Common bigquery-etl workflows

This is a quick guide of how to perform common workflows in bigquery-etl using the bqetl CLI.

For any workflow, the bigquery-etl repositiory needs to be locally available, for example by cloning the repository, and the bqetl CLI needs to be installed by running ./bqetl bootstrap.

Adding a new scheduled query

The Creating derived datasets tutorial provides a more detailed guide on creating scheduled queries.

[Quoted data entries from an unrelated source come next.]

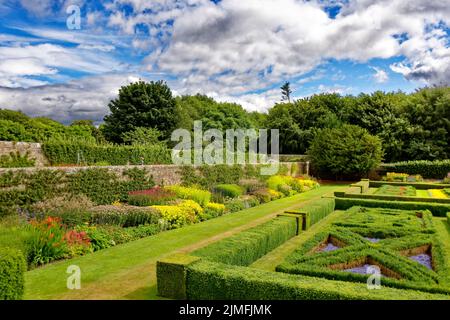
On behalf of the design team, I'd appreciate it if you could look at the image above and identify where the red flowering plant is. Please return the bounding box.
[64,230,94,257]
[27,217,92,266]
[26,217,68,266]
[128,186,176,207]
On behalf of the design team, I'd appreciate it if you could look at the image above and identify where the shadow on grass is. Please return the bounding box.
[124,284,169,300]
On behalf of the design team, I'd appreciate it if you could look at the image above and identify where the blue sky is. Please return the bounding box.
[0,0,450,122]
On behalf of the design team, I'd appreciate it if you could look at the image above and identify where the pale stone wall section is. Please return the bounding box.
[0,141,48,167]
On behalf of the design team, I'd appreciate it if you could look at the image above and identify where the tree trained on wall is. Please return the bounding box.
[102,81,176,143]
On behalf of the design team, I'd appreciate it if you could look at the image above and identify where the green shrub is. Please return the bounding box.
[128,186,176,206]
[156,254,200,299]
[382,160,450,179]
[152,205,192,229]
[180,164,266,190]
[0,248,26,300]
[335,198,450,217]
[286,198,335,230]
[192,217,297,265]
[214,184,244,198]
[26,217,69,266]
[0,168,154,216]
[370,180,448,190]
[89,205,161,228]
[67,168,155,205]
[128,194,154,207]
[205,202,226,218]
[375,185,416,197]
[225,198,246,212]
[186,261,448,300]
[308,125,383,178]
[165,186,211,207]
[338,193,450,205]
[0,151,36,168]
[42,140,171,165]
[276,207,450,293]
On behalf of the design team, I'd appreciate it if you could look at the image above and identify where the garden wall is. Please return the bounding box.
[0,141,48,167]
[0,162,306,185]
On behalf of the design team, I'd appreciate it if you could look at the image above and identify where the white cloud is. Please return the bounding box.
[0,44,126,86]
[140,0,450,93]
[0,0,450,119]
[0,74,146,123]
[371,67,389,83]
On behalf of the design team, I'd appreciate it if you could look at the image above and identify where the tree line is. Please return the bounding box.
[0,81,450,162]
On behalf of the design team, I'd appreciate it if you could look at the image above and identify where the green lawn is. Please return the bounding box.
[416,190,430,198]
[24,185,347,299]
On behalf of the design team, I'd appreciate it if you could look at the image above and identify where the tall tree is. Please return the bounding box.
[280,81,292,103]
[102,81,177,143]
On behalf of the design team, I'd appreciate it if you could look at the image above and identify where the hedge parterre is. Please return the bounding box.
[276,207,450,293]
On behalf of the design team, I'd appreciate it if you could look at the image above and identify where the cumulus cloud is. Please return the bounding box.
[140,0,450,93]
[0,0,450,119]
[371,67,389,83]
[0,74,144,123]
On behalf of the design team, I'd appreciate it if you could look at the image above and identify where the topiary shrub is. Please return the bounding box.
[308,125,383,179]
[0,248,26,300]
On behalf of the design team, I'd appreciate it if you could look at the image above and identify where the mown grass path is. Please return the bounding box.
[24,185,347,299]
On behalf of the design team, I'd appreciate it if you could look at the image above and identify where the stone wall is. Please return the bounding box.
[0,162,307,185]
[0,141,48,167]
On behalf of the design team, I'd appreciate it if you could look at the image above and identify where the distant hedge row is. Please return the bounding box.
[192,217,297,266]
[42,141,172,165]
[186,261,448,300]
[0,248,26,300]
[335,198,450,217]
[286,198,335,230]
[382,160,450,179]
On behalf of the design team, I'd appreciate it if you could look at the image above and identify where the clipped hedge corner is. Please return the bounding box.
[156,254,200,300]
[0,248,26,300]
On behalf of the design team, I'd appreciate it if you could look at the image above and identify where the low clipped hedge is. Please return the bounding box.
[335,197,450,217]
[338,193,450,204]
[381,160,450,179]
[351,179,370,193]
[0,248,26,300]
[186,261,449,300]
[286,197,335,230]
[192,216,297,266]
[214,184,244,198]
[370,181,450,190]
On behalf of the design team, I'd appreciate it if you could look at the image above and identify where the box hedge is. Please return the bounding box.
[156,254,200,299]
[286,197,335,230]
[0,248,26,300]
[186,260,449,300]
[192,216,297,266]
[339,193,450,205]
[370,181,450,190]
[381,160,450,179]
[335,198,450,217]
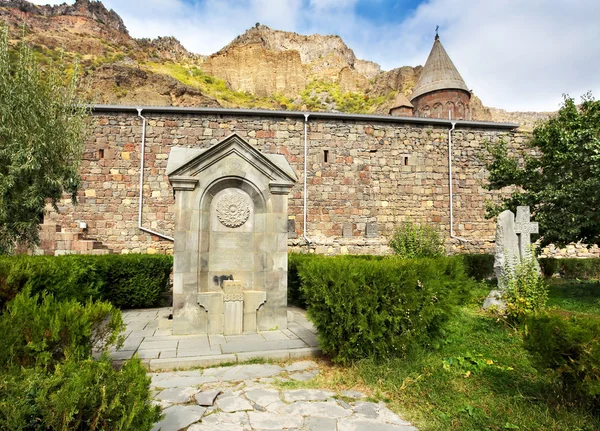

  1. Run ./bqetl query create <dataset>.<table>_<version>
    • Specify the desired destination dataset and table name for <dataset>.<table>_<version>
    • Directories and files are generated automatically
  2. Open query.sql file that has been created in sql/moz-fx-data-shared-prod/<dataset>/<table>_<version>/ to write the query
  3. [Optional] Run ./bqetl query schema update <dataset>.<table>_<version> to generate the schema.yaml file
    • Optionally add column descriptions to schema.yaml
  4. Open the metadata.yaml file in sql/moz-fx-data-shared-prod/<dataset>/<table>_<version>/
    • Add a description of the query
    • Add BigQuery information such as table partitioning or clustering
  5. Run ./bqetl query validate <dataset>.<table>_<version> to dry run and format the query
  6. To schedule the query, first select a DAG from the ./bqetl dag info list or create a new DAG ./bqetl dag create <bqetl_new_dag>
  7. Run ./bqetl query schedule <dataset>.<table>_<version> --dag <bqetl_dag> to schedule the query
  8. Run ./bqetl dag generate <bqetl_dag> to update the DAG file
  9. Create a pull request
    • CI fails since table doesn't exist yet
  10. PR gets reviewed and eventually approved
  11. Create destination table: ./bqetl query schema deploy (requires a schema.yaml file to be present)
    • This step needs to be performed by a data engineer as it requires DE credentials.
  12. Merge pull-request
  13. Backfill data
    • Option 1: via Airflow interface
    • Option 2: ./bqetl query backfill <dataset>.<table>_<version>

Update an existing query

  1. Open the query.sql file of the query to be updated and make changes
  2. Run ./bqetl query validate <dataset>.<table>_<version> to dry run and format the query
  3. If the query scheduling metadata has changed, run ./bqetl dag generate <bqetl_dag> to update the DAG file
  4. If the query adds new columns, run ./bqetl query schema update <dataset>.<table>_<version> to make local schema.yaml updates
  5. Open PR with changes
    • CI can fail if schema updates haven't been propagated to destination tables, for example when adding new fields
  6. PR reviewed and approved
  7. Deploy schema changes by running ./bqetl query schema deploy <dataset>.<table>_<version>
  8. Merge pull-request

Adding a new mozfun UDF

  1. Run ./bqetl mozfun create <dataset>.<name> --udf
  2. Navigate to the udf.sql file in sql/mozfun/<dataset>/<name>/ and add UDF the definition and tests
  3. Run ./bqetl mozfun validate <dataset>.<name> for formatting and running tests
  4. Open a PR
  5. PR gets reviewed and approved and merged
  6. To publish UDF immediately:
    • Go to Airflow mozfun DAG and clear latest run
    • Or else it will get published within a day when mozfun is executed next

Adding a new internal UDF

Internal UDFs are usually only used by specific queries. If your UDF might be useful to others consider publishing it as a mozfun UDF.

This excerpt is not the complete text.